Terceiro: sobre o tal Conselheiro, também muita lacuna na historia oficial. Para mim muito mais que um lunático. Nascido em Quixeramobin, Ceará, em 1828, Antonio Mendes Maciel, sobreviveu a uma infância pobre e violenta, tornando-se bom aluno na Escola do Professor Fernando Nobre, onde destacou-se em geografia, português, francês e latim. Com o comercio do pai falido, tornou-se professor em fazendas, foi caixeiro viajante, escrivão de Juiz de Paz, e em Ipú foi advogado provisionado, um prático, sem diploma.
Estes oficios por um lado permitiram a Antonio conhecer por dentro a 'justiça dos sertões' (ou a falta dela), e por outro, permitiram-lhe o desenvolvimento da oratória e do poder de dissuasão.
Contratempos marcaram o fim de seu casamento e lançaram-lhe numa vida de andarilho, sobrevivendo da construção, conserto ou reforma de igrejas e capelas pelo sertão. Não mendigava.
Inspirado por Padre Ibiapina, um homem que fazia intensa obra social nos sertões do Ceará, Antonio passou a ser pregador de uma versão pessoal das mensagens bíblicas, auxiliando, ouvindo e aconselhando os aflitos.

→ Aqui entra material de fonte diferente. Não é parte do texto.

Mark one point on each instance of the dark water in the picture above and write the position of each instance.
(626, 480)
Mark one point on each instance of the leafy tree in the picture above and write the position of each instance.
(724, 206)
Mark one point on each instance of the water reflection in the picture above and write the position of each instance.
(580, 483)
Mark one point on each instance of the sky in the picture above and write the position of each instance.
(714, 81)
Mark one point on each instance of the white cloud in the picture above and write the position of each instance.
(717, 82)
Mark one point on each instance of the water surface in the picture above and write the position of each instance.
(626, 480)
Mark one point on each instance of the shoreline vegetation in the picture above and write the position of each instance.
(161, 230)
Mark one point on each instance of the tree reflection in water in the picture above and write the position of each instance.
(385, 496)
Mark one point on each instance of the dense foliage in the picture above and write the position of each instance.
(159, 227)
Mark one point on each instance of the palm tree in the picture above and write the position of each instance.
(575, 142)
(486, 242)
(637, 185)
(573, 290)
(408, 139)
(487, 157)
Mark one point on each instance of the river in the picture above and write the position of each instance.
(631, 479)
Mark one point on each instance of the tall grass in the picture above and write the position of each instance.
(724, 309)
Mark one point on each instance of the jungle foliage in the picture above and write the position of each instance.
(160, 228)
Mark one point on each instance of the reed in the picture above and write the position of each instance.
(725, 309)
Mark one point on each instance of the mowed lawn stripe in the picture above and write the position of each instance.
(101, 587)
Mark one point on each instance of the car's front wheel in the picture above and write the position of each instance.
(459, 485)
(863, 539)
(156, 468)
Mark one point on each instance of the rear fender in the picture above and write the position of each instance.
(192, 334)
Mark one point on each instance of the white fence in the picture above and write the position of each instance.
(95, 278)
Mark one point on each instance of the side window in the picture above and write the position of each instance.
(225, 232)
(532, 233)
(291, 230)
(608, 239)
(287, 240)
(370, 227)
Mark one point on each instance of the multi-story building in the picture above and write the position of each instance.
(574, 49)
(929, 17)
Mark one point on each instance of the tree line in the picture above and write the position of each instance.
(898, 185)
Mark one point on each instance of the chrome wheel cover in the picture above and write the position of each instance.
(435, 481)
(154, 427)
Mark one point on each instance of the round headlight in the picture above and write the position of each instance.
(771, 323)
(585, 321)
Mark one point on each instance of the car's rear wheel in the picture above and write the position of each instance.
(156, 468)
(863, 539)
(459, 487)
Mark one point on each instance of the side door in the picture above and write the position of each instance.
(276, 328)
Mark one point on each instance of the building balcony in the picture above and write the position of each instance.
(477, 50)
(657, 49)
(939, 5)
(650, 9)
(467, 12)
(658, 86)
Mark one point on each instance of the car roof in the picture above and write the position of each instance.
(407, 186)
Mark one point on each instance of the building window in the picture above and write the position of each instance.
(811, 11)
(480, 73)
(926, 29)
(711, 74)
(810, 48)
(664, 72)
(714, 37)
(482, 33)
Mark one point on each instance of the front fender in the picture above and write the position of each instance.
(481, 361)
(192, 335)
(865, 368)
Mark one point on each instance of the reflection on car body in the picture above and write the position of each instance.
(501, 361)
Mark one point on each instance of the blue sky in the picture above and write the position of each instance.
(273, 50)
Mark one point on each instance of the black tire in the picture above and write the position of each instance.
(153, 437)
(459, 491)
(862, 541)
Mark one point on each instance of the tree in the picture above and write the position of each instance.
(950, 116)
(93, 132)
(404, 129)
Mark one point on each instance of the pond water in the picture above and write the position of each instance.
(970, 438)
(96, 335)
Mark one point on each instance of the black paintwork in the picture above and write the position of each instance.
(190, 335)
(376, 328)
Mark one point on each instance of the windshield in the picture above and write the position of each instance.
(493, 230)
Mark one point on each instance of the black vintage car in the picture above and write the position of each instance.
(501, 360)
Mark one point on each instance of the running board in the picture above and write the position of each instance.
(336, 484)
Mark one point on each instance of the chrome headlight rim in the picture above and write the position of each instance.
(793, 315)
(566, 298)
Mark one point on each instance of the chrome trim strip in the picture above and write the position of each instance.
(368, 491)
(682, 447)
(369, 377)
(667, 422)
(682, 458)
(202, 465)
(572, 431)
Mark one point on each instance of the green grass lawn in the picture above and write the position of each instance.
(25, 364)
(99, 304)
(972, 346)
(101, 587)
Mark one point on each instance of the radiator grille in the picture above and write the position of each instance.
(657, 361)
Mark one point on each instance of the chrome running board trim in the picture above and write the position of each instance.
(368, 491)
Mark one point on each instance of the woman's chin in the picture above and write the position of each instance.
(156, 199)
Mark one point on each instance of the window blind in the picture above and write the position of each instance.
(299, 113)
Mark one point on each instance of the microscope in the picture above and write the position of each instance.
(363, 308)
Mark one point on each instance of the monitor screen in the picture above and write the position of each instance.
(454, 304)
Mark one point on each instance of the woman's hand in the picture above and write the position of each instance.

Em 1874, aos 46 anos de idade, ao fixar-se em Itapicurú de Cima, Bahia, já atraia para si multidões, e já era "O Conselheiro".
Coronéis que perdiam trabalhadores, padres católicos que perdiam fiéis, e autoridades constituídas que perdiam voto de cabresto, começam a ver com desconfiança aquele "grupo de fanáticos seguindo um louco", e iniciaram-se as perseguições. Antonio foi preso, enviado a Fortaleza, inocentado das imputações, retornado à Bahia justamente na pior das secas, entre 1878 e 1880, período esse em que atuou mais que nunca no amparo aos flagelados, ampliando sua fama de homem bom e justo, e atraindo mais e mais seguidores.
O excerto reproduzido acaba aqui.